As the cover (pictured above) suggests, this book is about Canada (see wooded landscape in mists) in terms of food (it’s part cookbook) and character (it’s part excerpted prose bits from travel and fiction stories, and photography collection too). I can see how all of this could fit together, except that it doesn’t quite work out. The photos are gorgeous but the sentimental/philosophical sayings accompanying them are so out of context that to me at least they come off as either hollow or cliché, and then there’s the recipes; some are clearly Canadian in nature (occasionally a boost from the little headnotes might be needed; I hadn’t realized blueberries were such a Canadian thing, but ok), others are not; while Canada may have some decent seafood, clam chowder and lobster rolls are not specifically Canadian, at least not the versions presented, and the explanations are not all that convincing. The recipes and pictures seemed to be grouped by theme, except that doesn’t connect terribly well either.
The themes/chapters(?) are: “In Search of Space: A new day dawns” (aka breakfast foods), “Limitless Freedom: An adventure begins” (‘sides’ or ‘lighter fare’ maybe), “Go Your Own Way: Live the moment” (lunch and condiments mostly), and “Blissful Solitude: Campfires under the stars” (dinner type meals mostly). The ‘mostly’s are because each section ends with something sweet, like chocolate pudding cake (which is really just a chocolate soufflé) {Go Your Own Way) or s’mores (mislabeled IMHO since the actual recipe is for graham crackers {Blissful Solitude}).
Essentially the whole book is comfort themed with some emphasis on Canadian ingredients, mostly blueberries, maple syrup, cranberries, and salmon.
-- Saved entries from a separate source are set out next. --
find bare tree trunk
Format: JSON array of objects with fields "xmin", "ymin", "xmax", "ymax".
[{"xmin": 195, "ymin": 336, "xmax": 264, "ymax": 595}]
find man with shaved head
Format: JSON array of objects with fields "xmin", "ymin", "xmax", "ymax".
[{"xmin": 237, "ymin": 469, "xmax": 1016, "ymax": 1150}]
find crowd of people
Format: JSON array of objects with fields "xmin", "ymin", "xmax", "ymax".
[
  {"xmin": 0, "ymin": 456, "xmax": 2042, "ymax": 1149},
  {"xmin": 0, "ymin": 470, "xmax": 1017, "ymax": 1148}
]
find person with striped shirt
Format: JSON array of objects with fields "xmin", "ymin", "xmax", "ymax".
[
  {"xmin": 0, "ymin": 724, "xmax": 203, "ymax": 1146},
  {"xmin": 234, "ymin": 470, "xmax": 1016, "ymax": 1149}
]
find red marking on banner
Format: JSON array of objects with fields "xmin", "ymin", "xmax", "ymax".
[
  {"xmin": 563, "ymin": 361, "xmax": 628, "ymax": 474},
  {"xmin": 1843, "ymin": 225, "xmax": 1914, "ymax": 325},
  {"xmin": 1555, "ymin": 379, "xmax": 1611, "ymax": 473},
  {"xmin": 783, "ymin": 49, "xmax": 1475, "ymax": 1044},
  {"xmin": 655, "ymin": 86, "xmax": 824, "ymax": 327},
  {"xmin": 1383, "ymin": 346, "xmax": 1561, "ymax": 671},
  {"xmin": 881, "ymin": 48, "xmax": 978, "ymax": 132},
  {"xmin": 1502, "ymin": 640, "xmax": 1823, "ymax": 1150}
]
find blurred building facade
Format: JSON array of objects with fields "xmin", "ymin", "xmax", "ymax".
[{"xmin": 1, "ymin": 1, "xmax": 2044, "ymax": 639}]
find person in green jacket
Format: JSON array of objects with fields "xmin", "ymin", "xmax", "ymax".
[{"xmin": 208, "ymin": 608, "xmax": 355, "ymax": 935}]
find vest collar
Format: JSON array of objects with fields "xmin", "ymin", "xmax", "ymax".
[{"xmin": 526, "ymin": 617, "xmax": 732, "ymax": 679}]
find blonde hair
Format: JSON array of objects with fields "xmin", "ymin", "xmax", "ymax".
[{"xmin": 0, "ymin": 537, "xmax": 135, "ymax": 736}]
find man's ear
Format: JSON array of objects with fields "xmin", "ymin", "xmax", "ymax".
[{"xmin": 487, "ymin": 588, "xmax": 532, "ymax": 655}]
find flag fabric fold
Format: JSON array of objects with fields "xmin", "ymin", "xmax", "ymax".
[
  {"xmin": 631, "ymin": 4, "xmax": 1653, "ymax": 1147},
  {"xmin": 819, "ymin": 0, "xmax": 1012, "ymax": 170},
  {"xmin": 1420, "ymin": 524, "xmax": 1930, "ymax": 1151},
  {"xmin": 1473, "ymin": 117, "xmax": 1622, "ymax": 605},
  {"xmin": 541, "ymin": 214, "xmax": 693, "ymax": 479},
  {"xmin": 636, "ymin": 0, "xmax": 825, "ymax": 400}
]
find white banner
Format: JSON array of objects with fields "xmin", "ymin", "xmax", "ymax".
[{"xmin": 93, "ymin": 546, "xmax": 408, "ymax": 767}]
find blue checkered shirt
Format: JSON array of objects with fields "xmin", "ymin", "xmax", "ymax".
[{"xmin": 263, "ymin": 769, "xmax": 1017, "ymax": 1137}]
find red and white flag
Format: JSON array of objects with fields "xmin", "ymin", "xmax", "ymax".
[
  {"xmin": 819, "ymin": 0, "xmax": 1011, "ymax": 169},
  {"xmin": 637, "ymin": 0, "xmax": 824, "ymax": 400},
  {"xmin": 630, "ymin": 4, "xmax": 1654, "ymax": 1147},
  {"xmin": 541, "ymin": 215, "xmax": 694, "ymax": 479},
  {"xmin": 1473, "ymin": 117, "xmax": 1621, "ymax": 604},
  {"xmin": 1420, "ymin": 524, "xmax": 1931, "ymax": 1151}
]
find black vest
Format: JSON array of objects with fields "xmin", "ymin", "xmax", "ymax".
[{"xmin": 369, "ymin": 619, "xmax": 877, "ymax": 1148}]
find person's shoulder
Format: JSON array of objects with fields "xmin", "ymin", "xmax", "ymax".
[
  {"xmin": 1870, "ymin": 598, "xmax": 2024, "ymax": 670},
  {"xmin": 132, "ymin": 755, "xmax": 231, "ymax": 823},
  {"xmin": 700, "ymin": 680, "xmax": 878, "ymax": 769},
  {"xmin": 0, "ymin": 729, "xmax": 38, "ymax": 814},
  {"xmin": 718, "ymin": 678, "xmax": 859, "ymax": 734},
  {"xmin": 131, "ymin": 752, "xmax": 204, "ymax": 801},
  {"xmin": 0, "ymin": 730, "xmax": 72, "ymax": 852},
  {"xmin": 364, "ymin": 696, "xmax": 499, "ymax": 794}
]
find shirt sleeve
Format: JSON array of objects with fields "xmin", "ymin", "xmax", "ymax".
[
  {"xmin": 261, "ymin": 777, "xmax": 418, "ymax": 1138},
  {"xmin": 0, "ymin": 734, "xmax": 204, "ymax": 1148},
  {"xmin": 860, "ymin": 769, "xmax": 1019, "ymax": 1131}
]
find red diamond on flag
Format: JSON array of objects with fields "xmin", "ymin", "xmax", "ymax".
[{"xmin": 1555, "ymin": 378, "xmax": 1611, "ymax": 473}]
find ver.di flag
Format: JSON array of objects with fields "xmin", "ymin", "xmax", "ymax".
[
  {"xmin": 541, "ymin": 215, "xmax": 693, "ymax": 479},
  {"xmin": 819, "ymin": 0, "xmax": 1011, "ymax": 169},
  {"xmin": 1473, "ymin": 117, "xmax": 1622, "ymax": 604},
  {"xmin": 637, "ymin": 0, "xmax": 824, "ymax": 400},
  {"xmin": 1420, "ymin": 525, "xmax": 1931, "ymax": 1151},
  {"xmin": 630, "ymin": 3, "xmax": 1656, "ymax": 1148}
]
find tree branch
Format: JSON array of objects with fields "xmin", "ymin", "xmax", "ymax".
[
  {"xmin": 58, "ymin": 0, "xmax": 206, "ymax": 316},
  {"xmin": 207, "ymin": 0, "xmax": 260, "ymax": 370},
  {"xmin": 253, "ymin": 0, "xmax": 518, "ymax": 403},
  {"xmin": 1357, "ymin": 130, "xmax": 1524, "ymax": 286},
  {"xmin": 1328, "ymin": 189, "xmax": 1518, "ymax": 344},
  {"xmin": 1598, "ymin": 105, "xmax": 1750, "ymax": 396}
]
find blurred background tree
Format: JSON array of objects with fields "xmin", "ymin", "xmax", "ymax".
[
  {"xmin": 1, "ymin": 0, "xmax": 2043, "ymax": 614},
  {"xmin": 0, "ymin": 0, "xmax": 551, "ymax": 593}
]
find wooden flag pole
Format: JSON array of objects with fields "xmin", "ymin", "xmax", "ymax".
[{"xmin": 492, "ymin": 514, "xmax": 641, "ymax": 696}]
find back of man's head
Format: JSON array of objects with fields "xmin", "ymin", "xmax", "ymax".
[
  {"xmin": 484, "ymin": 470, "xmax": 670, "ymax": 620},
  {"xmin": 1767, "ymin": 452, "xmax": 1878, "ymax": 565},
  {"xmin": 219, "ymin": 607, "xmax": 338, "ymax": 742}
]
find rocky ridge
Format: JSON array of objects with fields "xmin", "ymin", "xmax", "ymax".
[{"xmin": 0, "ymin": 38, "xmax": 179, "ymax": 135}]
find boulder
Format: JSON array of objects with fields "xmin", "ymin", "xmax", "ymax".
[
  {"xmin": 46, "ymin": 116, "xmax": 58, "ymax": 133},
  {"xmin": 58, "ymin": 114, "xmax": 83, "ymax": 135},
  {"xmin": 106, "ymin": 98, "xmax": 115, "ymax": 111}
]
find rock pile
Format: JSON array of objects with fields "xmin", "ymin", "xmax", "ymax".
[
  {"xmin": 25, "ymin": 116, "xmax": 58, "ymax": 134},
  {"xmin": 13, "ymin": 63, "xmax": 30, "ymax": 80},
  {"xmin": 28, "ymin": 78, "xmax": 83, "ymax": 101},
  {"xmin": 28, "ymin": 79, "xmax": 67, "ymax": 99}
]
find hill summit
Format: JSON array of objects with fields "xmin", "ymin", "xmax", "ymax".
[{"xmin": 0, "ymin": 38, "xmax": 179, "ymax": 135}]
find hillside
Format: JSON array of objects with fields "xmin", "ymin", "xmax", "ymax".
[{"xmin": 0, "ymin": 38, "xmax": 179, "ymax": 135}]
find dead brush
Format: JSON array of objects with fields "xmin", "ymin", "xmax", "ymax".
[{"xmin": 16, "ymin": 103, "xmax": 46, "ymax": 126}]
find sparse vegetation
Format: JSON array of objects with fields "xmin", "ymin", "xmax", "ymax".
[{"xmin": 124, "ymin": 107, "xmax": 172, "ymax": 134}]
Two obvious cultural inclusions are nanaimo bars (and this looks like a better recipe than the one I’ve tried before) and poutine, but things like pumpkin spice muffins really have little specifically Canadian influence to them, and neither does peanut butter-chocolate granola; both recipes sound good and I plan to try both, but I am not convinced that they or other things like grilled cheese sandwiches, clam chowder, and pulled pork sandwiches really demonstrate either the title or the Canadian emphasis. Comfort food, and tasty looking recipes, yes; linked to the themes or landscape photos and story bits, no.
The “stories” part of the cover basically means 4 short (2 pages-ish) prose excerpts with some Canadian connection. The first “Fugitive Pieces” is about the author’s immigrant parents in an outskirt part of Toronto; “Uncles” is by Canada’s most famous living author Margaret Atwood, “In Canada” is a piece of travel writing by Charles Dickens, and Chris Czajkowski’s “Cabin at Singing River” appears to be a bit of journal or memoir about the wilderness of British Columbia. These pieces are all fine, but they have virtually nothing to do with anything around them, image or recipe, other than the tangential Canadian connection.
Overall, I wish that the book had picked one or two things, preferably the stories and recipes, and stuck with that. The recipes are definitely worth trying though and there are some interesting new things, like a Berry Latte that’s actually tea based. I’ve heard of the tea latte before but never seen an interesting looking recipe until here. On the other hand, a no-knead bread that includes kneading in the instructions or a mac and cheese that looks dry both in photo and recipe suggest that it’s probably just as well this is a library book that can go back to its place in about two weeks.